Строго говоря, не остается вовсе ничего. Потому что, повторив поразившую Нержина пословицу (а разве могли бы мы жить без нее, без разящей ясности, которая сильнее и глубже любых честных и продуманных построений!), Спиридон дальше развивает апокалипсический сюжет: кличет на семью свою и «еще мильён людей», но — с «Отцом Усатым и всем заведением их» (499) самолет с хорошо знакомой читателям романа атомной бомбой. Что делать Нержину с измученным мужиком и его отчаянным «А ну! ну! кидай! рушь!!» (499)? Втолковывать ему, что после бомбы не будет и страдающего «по лагерях, по колхозах, по лесхозах» (499) народу? Или, поверив пословице, принять за ней и атомное проклятье?
Пушкинский мужик Архип в «Дубровском» пожалел кошку, но весело глядел на горящих в доме чиновников. Про русский бунт за последние два века говорено-переговорено. А ведь истовый крик Спиридона — тот самый бунт, а что оружием становится не дреколье, а чужая бомба, так, во-первых, пойди-ка с рогатиной на сталинскую махину, а во-вторых, бунтует-то Спиридон теоретически. Но оттого, что бунт вершится на словах, не менее страшно. До какого же отчаянья нужно довести ко всему пригодного, мастеровитого, душевно крепкого человека, если ему не жаль уже ни себя, ни близких, ни земли. Или вправду нет никакой России, а только сплошные лагеря, колхозы, лесхозы — тюрьма, гибель которой спасет человечество?
Разговор со Спиридоном — это не откровение, а еще одно искушение на пути Нержина. Искушение не исчезает оттого, что в роли искушающего, отчаявшегося (вспомним, что крайняя степень отчаяния — самоубийство — есть тягчайший грех) выступает один из самых дорогих автору героев. Спиридон не судится тем судом, что Рубин и Сологдин, но от этого отчаянье его не становится истиной и не может быть до конца разделено ни Нержиным, ни автором.
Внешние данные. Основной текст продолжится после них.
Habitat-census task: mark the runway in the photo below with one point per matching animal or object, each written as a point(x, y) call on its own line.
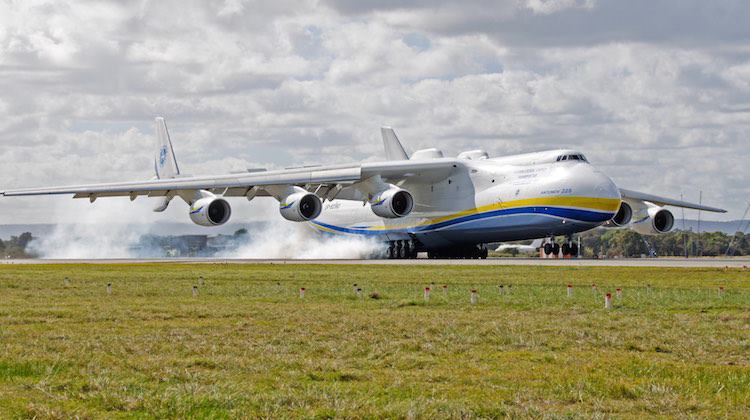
point(630, 262)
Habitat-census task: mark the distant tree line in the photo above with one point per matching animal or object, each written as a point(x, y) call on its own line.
point(627, 243)
point(15, 247)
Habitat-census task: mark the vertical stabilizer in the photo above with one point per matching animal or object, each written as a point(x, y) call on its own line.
point(394, 150)
point(165, 163)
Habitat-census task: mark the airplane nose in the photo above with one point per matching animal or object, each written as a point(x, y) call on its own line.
point(595, 182)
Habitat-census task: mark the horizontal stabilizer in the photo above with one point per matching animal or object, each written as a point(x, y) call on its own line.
point(662, 201)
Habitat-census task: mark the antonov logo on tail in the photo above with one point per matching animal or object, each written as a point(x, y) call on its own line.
point(163, 156)
point(448, 207)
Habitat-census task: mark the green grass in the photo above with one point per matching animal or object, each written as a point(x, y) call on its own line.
point(248, 346)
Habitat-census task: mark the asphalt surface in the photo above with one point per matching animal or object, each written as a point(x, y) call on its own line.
point(634, 262)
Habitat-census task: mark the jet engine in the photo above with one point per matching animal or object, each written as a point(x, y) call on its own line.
point(656, 220)
point(622, 218)
point(392, 203)
point(300, 207)
point(210, 211)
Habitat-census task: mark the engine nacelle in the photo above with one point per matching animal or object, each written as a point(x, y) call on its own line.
point(622, 218)
point(300, 207)
point(656, 221)
point(210, 211)
point(392, 203)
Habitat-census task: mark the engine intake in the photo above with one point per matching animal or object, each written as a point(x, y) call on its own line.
point(392, 203)
point(210, 211)
point(300, 207)
point(658, 220)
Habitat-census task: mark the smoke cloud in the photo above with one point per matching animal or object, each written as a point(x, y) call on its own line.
point(288, 240)
point(113, 229)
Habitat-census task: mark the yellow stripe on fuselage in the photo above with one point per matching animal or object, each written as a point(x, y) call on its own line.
point(585, 203)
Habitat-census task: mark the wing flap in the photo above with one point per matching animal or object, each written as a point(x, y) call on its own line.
point(663, 201)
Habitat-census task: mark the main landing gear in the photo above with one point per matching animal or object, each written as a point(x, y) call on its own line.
point(401, 250)
point(569, 248)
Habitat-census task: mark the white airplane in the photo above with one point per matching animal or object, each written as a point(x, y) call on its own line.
point(448, 207)
point(524, 249)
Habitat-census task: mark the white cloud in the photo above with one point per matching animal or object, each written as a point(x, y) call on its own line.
point(249, 84)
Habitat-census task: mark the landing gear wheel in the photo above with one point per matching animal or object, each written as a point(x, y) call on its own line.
point(403, 251)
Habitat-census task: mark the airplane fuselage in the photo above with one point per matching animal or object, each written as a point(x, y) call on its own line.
point(490, 200)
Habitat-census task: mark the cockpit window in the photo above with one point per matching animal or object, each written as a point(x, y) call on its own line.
point(572, 157)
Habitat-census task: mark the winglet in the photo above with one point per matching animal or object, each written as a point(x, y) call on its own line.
point(394, 150)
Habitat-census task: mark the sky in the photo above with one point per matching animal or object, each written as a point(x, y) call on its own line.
point(655, 92)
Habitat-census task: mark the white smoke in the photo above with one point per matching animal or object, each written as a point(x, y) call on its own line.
point(107, 229)
point(288, 240)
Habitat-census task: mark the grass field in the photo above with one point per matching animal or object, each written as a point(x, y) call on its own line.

Антитезой страшному бунту Спиридона предстает в романе замысел Герасимовича, идея заговора «техно-элиты», своего рода потенциальных декабристов[115]. Герасимович, в отличие от Рубина и Сологдина, не играет в игры с враждебной системой и мало озабочен собственным «я». Он подчинен другой, внезапно озарившей его идее: «техно-элита» — единственный наследник ушедшей Руси (мысль эта пронзает героя после рассказа о легендарной картине Корина «Русь уходящая»), и, следовательно, ей принадлежит будущее. Надежда на военный переворот (и снова звучит мотив атомной бомбы) неотрывна от веры в прогресс, которой, видимо, и держится щуплый Герасимович.